Only the administrator can update the telegraf config file. The logic to replace a host = [ “1”, “2”, …] type list in the configuration file only needs done once, not hundreds of times and doesn’t require telegraf to ‘speak’ additional config languages.
We could do this today, as I think many such as fercasjr are, by copying the telegraf config file to a template and then replacing those lists with a variable: (expanded out to be super readable if not exact syntax)

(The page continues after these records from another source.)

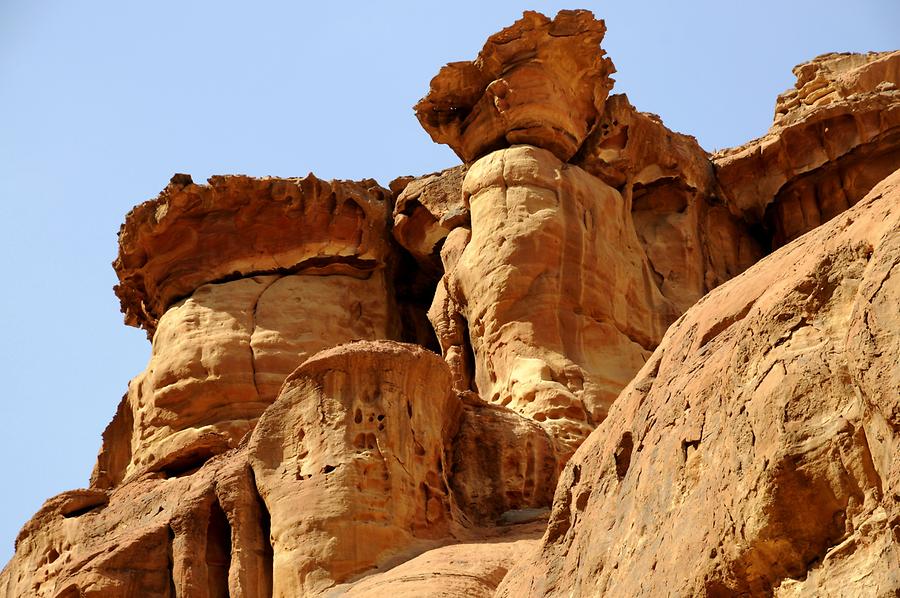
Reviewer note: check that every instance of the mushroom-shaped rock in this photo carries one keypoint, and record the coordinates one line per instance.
(240, 226)
(539, 81)
(550, 308)
(240, 281)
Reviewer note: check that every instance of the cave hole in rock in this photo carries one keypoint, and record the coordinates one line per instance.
(186, 463)
(623, 455)
(218, 551)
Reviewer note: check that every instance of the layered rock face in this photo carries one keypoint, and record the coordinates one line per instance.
(283, 441)
(351, 462)
(553, 291)
(540, 82)
(239, 281)
(835, 136)
(756, 451)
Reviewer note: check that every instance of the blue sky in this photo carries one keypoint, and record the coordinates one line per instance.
(101, 102)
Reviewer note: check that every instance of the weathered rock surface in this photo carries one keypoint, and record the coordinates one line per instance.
(238, 227)
(552, 293)
(756, 451)
(351, 462)
(835, 136)
(221, 353)
(692, 241)
(425, 212)
(502, 462)
(540, 82)
(282, 443)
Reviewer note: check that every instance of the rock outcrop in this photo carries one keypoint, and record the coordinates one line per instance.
(756, 451)
(834, 137)
(552, 294)
(239, 281)
(692, 241)
(538, 82)
(352, 462)
(285, 441)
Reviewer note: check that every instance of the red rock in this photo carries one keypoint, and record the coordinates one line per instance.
(279, 444)
(835, 136)
(756, 450)
(540, 82)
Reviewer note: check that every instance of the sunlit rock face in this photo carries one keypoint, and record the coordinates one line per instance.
(567, 366)
(352, 462)
(540, 82)
(240, 281)
(835, 135)
(755, 453)
(553, 290)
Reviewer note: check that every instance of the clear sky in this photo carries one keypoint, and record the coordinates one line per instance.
(101, 102)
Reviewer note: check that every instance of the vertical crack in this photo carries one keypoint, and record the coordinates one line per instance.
(252, 329)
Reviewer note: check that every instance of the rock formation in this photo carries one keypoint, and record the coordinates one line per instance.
(835, 136)
(756, 451)
(364, 391)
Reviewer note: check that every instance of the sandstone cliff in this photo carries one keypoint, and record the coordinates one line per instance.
(367, 391)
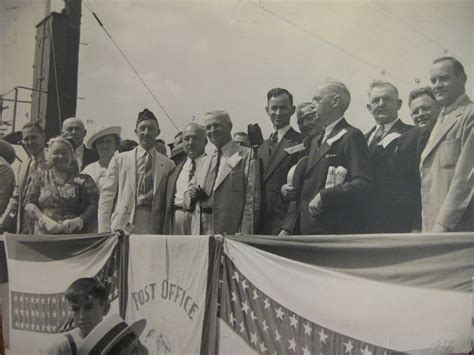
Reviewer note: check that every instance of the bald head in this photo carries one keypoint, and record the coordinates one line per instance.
(218, 127)
(73, 128)
(330, 101)
(194, 140)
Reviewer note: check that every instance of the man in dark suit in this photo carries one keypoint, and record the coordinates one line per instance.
(395, 203)
(326, 205)
(178, 215)
(34, 141)
(74, 129)
(224, 193)
(276, 156)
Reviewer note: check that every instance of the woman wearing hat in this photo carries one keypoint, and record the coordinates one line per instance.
(105, 141)
(59, 199)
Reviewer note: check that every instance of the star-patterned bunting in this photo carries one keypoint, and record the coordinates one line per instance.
(272, 328)
(49, 313)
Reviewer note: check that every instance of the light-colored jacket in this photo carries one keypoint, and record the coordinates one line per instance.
(446, 169)
(118, 196)
(236, 198)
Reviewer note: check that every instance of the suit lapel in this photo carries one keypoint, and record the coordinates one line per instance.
(264, 154)
(448, 123)
(130, 166)
(227, 164)
(279, 155)
(23, 176)
(171, 190)
(398, 127)
(158, 173)
(317, 154)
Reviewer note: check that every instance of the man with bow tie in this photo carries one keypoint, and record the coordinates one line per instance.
(133, 193)
(322, 208)
(447, 162)
(277, 155)
(225, 192)
(395, 205)
(179, 209)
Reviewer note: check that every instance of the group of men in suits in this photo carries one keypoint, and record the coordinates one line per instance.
(396, 179)
(328, 179)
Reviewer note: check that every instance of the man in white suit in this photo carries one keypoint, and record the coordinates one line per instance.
(133, 192)
(225, 191)
(447, 161)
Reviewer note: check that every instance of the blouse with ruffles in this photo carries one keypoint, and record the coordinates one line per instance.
(61, 200)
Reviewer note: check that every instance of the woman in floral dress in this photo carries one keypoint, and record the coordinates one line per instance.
(59, 199)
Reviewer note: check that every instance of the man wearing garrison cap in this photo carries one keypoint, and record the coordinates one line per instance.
(133, 192)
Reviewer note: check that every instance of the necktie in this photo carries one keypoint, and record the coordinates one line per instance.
(274, 138)
(145, 188)
(437, 126)
(192, 170)
(273, 142)
(33, 166)
(378, 135)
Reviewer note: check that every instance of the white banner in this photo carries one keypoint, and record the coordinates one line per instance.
(40, 269)
(277, 305)
(167, 278)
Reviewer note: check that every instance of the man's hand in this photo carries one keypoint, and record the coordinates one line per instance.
(283, 233)
(289, 192)
(315, 205)
(49, 225)
(439, 228)
(197, 193)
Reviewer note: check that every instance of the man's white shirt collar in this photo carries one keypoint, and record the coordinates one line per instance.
(281, 132)
(388, 126)
(451, 107)
(227, 148)
(141, 151)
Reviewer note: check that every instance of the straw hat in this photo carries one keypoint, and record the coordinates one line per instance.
(102, 132)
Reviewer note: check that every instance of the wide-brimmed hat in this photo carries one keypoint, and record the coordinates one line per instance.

#do command to get list for snmp hosts section A > list-snmp-A.output
#sed telegraf.conf.template ‘s/placeholder-in-config/cat list-snmp-A.output
’ > telegraf.conf
What I’m saying here is to just let us replace anything to the right of a configuration key:
current:
[[inputs.snmp]]
agents = [ … ]
change:
agents = [ /opt/telegrafscripts/snmp-agents-in-double-quoted-csv.sh
]
or
include /opt/telegrafvariables/snmplists
\which includes snmp-agents-in-double-quoted-csv = some script or command to get content
agents = [ $snmp-agents-in-double-quoted-csv ]
or, simply read the config from a variable that can be in an includes list so we can operate on that separate file without blowing up the config file.
most of the dynamic config items are essentially just csv lists. admins already have established OIDs for snmp for example or registeres for modbus, those aren’t really changing but the hosts/targets of these queries are. You could make it so that ONLY csv lists can be read and have a tiny bit of validation that it’s actually a csv list and if that breaks, throw an info message out to logs and blank that section so it’s safe.
The primary problem with updating the config file is that a single error in the inputs.snmp config will also make every single other part of the configuration fail. This fragility is the problem and routinely changing the primary config file for hosts is the source of failures.
I would also add that if you do malform the config file and then reload you get a failure, then go back and fix your error and in that time you have zero reads of any kind. adding a host to snmp and making a typo means no ping responses, no disk io, no cpu, no nothing and a big gap in your charts. It’s just too fragile.
Other systems for things like snmp monitoring are often used because telegraf is unfriendly for an admin despite being fantastic once configured. I have a friend at a university here that uses a full tick stack but for snmp he runs a python script and individual snmp walks pushing to influx via http connector because he can put all the snmp query details in mysql. Telegraf’s snmp connector is perfect for this job except the config method is a problem.